« Confirmation que seront proposés l’écotaxe régionale et les péages urbains. Les conclusions étaient écrites avant même le début des Assises. Qui pourtant ne devaient pas parler de TRM ». Et de conclure par le hashtag « Tartufferie ». Ce tweet récent de Florence Berthelot, la déléguée générale de la FNTR, en dit long sur la perception qu’a le TRM de sa place dans les discussions qui se tiennent actuellement autour de la mobilité et sur le financement des infrastructures routières. Élisabeth Borne l’a annoncé, en septembre dernier, à l’ouverture des Assises de la mobilité : il faut trouver 10 Md€ pour la rénovation des routes dans les 5 ans à venir. FNTR et TLF se sont présentées conjointement à leur audition par le Comité. « On ne nous a pas sollicités pour des idées mais directement orientés sur le financement des infrastructures, en nous ouvrant à l’hypothèse d’une taxe kilométrique », raconte Yves Fargues, au nom des deux fédérations. La délégation FNTR-TLF a réagi en demandant « des comptes » sur l’usage des milliards d’euros versés par les utilisateurs de la route, dont le TRM. « Où va l’argent ? », ont demandé en substance les dirigeants patronaux. Même interrogation du côté de l’OTRE lors de son audition : « Nous avons demandé un état des lieux sur les recettes et les dépenses de la route, un bilan précis sur les coûts externes », indique Aline Mesples, la présidente.
En tout état de cause, la tendance au sein du Comité irait à une nouvelle contribution du TRM. Pour les organisations patronales (toutes), pas question de taxation kilométrique. Et que tout le monde — tous les usagers de la route — mette la main au porte-monnaie ! « Oui à une fiscalité sur le carburant. Non à toute idée de redevance PL, de taxe de transit ou d’écotaxe régionale », déclare Yves Fargues.
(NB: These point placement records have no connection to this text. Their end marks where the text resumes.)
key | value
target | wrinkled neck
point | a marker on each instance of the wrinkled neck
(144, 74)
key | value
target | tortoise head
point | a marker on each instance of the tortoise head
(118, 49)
La FNTR et TLF, si et seulement si la logique du « tout le monde paye » prévaut, prônent une taxation sur les carburants, « plus juste ».
L’économiste des transports vient d’élaborer un rapport intitulé « Financement des infrastructures routières : contraintes, opportunités et ambitions nouvelles ». Cet exposé fait suite aux travaux du Think Tank de l’URF(1). Il est destiné à contribuer aux débats des Assises nationales de la mobilité et dresse un état des lieux des modes de financement des routes en pointant les déséquilibres entre les recettes et les dépenses. Le rapport note, qu’avec 37 Md€ de recettes, les dépenses publiques routières pourraient être largement couvertes. Précisément, les véhicules qui circulent sur les autoroutes concédées, poids lourds et véhicules légers, font plus que couvrir leurs coûts, y compris les coûts externes. « Il n’est plus possible de continuer avec les bricolages actuels qui consistent le plus souvent à charger le budget de l’Afitf en lui affectant de loin en loin quelques centimes additionnels de TICPE », estime l’auteur du rapport. Lequel relève également que « cette opacité est dommageable, dès aujourd’hui, mais elle l’est plus encore lorsqu’on se projette en 2030. À cet horizon va être déployée la “route de 5e génération”, laquelle demandera une organisation nouvelle de la gestion et du financement de la mobilité routière ». Un constat partagé par Aline Mesples qui milite pour que l’argent aille au financement du platooning, des routes intelligentes… Le document d’Yves Crozet souligne aussi la double exigence que le financement de la route nécessite : premièrement, définir officiellement ce que sont ses coûts pour fixer ce qui relève des coûts externes (insécurité et environnement) d’une part, et des coûts de fonctionnement et d’investissement d’autre part ; deuxièmement, déterminer un nouveau système de tarification qui fera de la route un service marchand, à l’instar de toutes les autres industries de réseau.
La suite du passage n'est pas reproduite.